Storage access speeds
Computers are so fast that it can be difficult to understand which operation is a quick operation and which one is slow. Everything appears instant. In fact, anything that happens in less than a few hundred milliseconds is imperceptible to humans. However, certain things are much faster than others are, and you only get performance issues at scale when millions of operations are performed in parallel.
There are various different resources that can be accessed by an application and a selection of these are listed as follows:
- CPU caches and registers:
- L1 cache
- L2 cache
- L3 cache
- RAM
- Permanent storage:
- Local Solid State Drive (SSD)
- Local Hard Disk Drive (HDD)
- Network resources:
- Local Area Network (LAN)
- Regional networking
- Global internetworking
Virtual Machines (VMs) and cloud infrastructure services may simplify deployment but could add more performance complications. The local disk that is mounted on a machine may in fact be a shared network disk and respond much slower than a real physical disk that is attached to the same machine. You may also have to contend with other users for resources.
In order to appreciate the differences in speed between the various forms of storage, consider the following graph. This shows the time taken to retrieve a small amount of data from a selection of storage mediums:

This graph has been made for this book and it uses averages of latency data found online. It has a logarithmic scale, which means that the differences are very large. The top of the graph represents one second or one billion nanoseconds. Sending a packet across the Atlantic Ocean and back takes roughly 150 milliseconds (ms) or 150 million nanoseconds (ns), and this is mainly limited by the speed of light. This is still far quicker than you can think about, and it will appear instantaneously. Indeed, it can often take longer to push a pixel to a screen than to get a packet to another continent.
The next largest bar is the time that it takes a physical HDD to move the arm into position to start reading data (10 ms). Mechanical devices are slow.
The next bar down is how long it takes to randomly read a small block of data from a local SSD, which is about 150 microseconds. These are based on Flash memory technology, and they are usually connected in the same way as an HDD.
The next value is the time taken to send a small datagram of 1 KB (1 kilobyte or 8 kilobits) over a gigabit LAN, which is just under 10 microseconds. This is typically how servers are connected in a data center. Note how the network itself is pretty quick. The thing that really matters is what you are connecting to at the other end. A network lookup to a value in memory on another machine can be much quicker than accessing a local drive (as this is a log graph, you can't just stack the bars).
This brings us to the main memory or RAM. This is fast (about 100 ns for a lookup), and this is where most of your program will run. However, this is not directly connected to the CPU, and it is slower than the on die caches. RAM can be large, often large enough to hold all your working datasets. However, it is not as big as disks can be, and it is not permanent. It disappears when the power is lost.

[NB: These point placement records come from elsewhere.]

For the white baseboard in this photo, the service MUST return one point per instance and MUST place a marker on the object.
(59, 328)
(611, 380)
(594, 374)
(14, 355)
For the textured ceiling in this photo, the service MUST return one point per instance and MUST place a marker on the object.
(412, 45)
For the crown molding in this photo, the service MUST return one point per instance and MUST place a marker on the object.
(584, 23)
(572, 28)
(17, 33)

The CPU itself will contain small caches for data that are currently being worked on, which can respond in less than 10 ns. Modern CPUs may have up to three or even four caches of increasing size and latency. The fastest (less than 1 ns to respond) is the level 1 (L1) cache, but this is also usually the smallest. If you can fit your working data into these few MB or KB of data in caches, then you can process it very quickly.